## Abstract

## Transcript

In this lesson we'll look at the Percentage format. The Percentage format is made to display fractional values as percentages. For instance, the value .05, formatted as a percent, will display as 5%.

Let's take a look.

In column B of our table we have a set of numbers in General format. Let's first copy the numbers to the rest of our table.

Now let's apply the Percentage format. Although percentage is listed in the Number format menu on the ribbon, it's faster to use the Percentage button just below the menu.

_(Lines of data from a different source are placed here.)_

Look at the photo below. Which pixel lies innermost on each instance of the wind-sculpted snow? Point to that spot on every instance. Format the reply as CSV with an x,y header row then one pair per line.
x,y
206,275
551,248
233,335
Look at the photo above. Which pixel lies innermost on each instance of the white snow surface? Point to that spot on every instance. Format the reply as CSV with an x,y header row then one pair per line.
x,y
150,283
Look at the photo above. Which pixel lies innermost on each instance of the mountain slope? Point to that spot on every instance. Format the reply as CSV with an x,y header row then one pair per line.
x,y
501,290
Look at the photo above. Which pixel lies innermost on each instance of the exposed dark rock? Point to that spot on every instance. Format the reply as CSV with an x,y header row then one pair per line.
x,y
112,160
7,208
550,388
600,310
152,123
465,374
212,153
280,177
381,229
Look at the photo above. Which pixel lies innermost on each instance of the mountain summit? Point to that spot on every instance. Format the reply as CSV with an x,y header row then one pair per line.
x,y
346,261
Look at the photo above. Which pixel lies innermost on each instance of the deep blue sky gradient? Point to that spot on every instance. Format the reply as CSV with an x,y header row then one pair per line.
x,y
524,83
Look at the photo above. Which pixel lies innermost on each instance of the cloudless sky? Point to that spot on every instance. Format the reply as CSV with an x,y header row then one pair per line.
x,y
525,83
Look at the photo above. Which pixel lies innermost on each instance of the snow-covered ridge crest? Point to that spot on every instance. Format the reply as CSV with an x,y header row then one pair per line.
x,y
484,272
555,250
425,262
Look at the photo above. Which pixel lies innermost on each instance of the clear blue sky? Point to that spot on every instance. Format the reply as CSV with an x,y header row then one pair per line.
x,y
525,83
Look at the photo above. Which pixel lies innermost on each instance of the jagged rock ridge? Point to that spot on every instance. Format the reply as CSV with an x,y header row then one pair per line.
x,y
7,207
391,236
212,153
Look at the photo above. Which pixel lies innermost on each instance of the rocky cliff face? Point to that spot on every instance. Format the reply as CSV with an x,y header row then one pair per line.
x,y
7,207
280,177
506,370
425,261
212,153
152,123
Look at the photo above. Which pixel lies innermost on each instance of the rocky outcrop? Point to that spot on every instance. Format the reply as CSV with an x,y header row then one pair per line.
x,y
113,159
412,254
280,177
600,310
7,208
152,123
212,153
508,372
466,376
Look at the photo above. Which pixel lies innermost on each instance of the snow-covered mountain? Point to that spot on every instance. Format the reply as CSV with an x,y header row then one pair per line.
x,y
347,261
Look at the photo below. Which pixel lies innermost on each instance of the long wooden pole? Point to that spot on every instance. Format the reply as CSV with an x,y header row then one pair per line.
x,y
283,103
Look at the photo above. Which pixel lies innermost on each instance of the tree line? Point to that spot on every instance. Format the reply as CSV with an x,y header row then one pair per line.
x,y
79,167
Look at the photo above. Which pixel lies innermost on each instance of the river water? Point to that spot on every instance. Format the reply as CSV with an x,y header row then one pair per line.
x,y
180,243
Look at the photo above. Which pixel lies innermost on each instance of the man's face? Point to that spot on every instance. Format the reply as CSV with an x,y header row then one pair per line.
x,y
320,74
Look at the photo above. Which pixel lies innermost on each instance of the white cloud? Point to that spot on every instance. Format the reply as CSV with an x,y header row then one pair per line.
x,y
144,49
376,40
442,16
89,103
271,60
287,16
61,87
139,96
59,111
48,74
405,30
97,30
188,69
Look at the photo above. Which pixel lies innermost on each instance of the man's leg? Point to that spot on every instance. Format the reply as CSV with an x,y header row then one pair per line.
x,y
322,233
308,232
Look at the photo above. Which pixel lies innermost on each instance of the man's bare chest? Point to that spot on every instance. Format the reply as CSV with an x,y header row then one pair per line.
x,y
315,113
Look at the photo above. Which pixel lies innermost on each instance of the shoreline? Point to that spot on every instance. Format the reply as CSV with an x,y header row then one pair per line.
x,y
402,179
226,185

As we can see, Excel displays the numbers in standard percentage format.

If we check the options available for percentage in the Format Cells dialog box, we see that decimal places are the only option. Let's set decimal places to 1.

We can also use the buttons on the ribbon to adjust decimal places.

When entering percentages by hand in cells formatted with the General format, be sure to use true decimal values. If you enter whole numbers and then apply the percentage format, Excel will assume fractional values and multiply by 100.

If we instead enter the correct decimal values, then apply percentage, we get the expected result.

However, when cells have the percentage format pre-applied, you can enter either fractional numbers or whole numbers for values less than 100%.

When you enter whole numbers, be aware that Excel will automatically and silently convert the number to a fractional value when you press enter. You can temporarily switch the format back to General to check actual values.

For percentages greater than or equal to 100, Excel does not perform this automatic conversion—you'll need to type in the full number.

You can also type fractions directly using the formula notation. For example, if you know a ratio is 5 out of 8, you can enter this as a fraction using "equals 5 / 8" to get the correct percentage.